Sharing her personal experience with the first attempted terrorist attack on the World Trade Center while her sister was in the building, Junior Minister for Trade and Economic Development Shereen Flax-Charles lent her support and said the bill should help detect and prevent attacks.

Mr. Malone said the included proliferation regulations should also help reduce the risk of the territory playing any role in the funding of terrorism.

He added that the bill is a critical step in preparing for the territory’s Caribbean Financial Action Task Force evaluation next year.

Mr. Rymer again seconded, and the House passed the bill with amendments.

FIA enforcement

The final bill redefines the Financial Investigation Agency’s role when it comes to investigating money laundering, terrorism and proliferation financing, giving the FIA more liberty to seek documents, examine people under oath, and take enforcement action. The legislation will also aid with preparing for the upcoming mutual evaluation, Ms. Smith said.

After seconding the bill, Mr. Rymer pointed out that defining “designated non-financial businesses and professions” will provide greater clarity for prosecuting financial offences across the board.

Opposition Leader Marlon Penn added that the FIA “plays a very important role in the global financial network, especially in the industry that we depend so heavily on in terms of economic viability.”

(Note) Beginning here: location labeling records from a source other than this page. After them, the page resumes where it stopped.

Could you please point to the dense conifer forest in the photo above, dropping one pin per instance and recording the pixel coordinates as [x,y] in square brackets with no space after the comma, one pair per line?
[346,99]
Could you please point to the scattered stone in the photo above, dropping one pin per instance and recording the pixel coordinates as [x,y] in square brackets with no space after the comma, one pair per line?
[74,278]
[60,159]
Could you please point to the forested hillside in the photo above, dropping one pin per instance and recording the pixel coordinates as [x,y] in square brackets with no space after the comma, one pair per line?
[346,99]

“The FIA is what I call the firewall between our financial system and those who wish to do illicit activity through our financial system,” Mr. Penn said. “One of the things that is important coming out of this exercise is that there needs to be a level of public consultation to at least allow persons to understand what, if any, is the impact coming to them out of this legislation.”

‘Attacks’

He said it will be especially important to communicate with non-profit organisations and businesses in the territory so they can comply with the new regulations.

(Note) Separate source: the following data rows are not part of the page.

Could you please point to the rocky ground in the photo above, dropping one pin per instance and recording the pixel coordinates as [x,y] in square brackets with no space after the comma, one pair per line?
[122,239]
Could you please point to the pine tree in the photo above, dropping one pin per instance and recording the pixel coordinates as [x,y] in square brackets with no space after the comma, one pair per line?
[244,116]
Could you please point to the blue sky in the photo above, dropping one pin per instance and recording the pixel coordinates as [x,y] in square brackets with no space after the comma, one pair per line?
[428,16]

“The attacks are coming from several angles,” he said. “We have to ensure that we are guarded, our firewall is updated, and our people are well trained to be able to meet the needs of this industry, and by extension the needs of our people and our economy,” he said.

Premier Andrew Fahie said enacting measures to better protect the financial sector is especially important now considering overseas territories have seen significant funding cuts since the onset of the pandemic.

Last November, Baroness Liz Sugg, former minister for overseas territories and sustainable development at the Foreign, Commonwealth and Development Office, resigned after the UK cut foreign aid by a projected $4 billion in response to economic hardship caused by pandemic shutdowns.

“Even the United Nations have recognised the BVI on how we have handled Covid-19,” Mr. Fahie said.

The bill passed without amendments.

The House planned to start its 10th sitting on July 1 but postponed until further notice.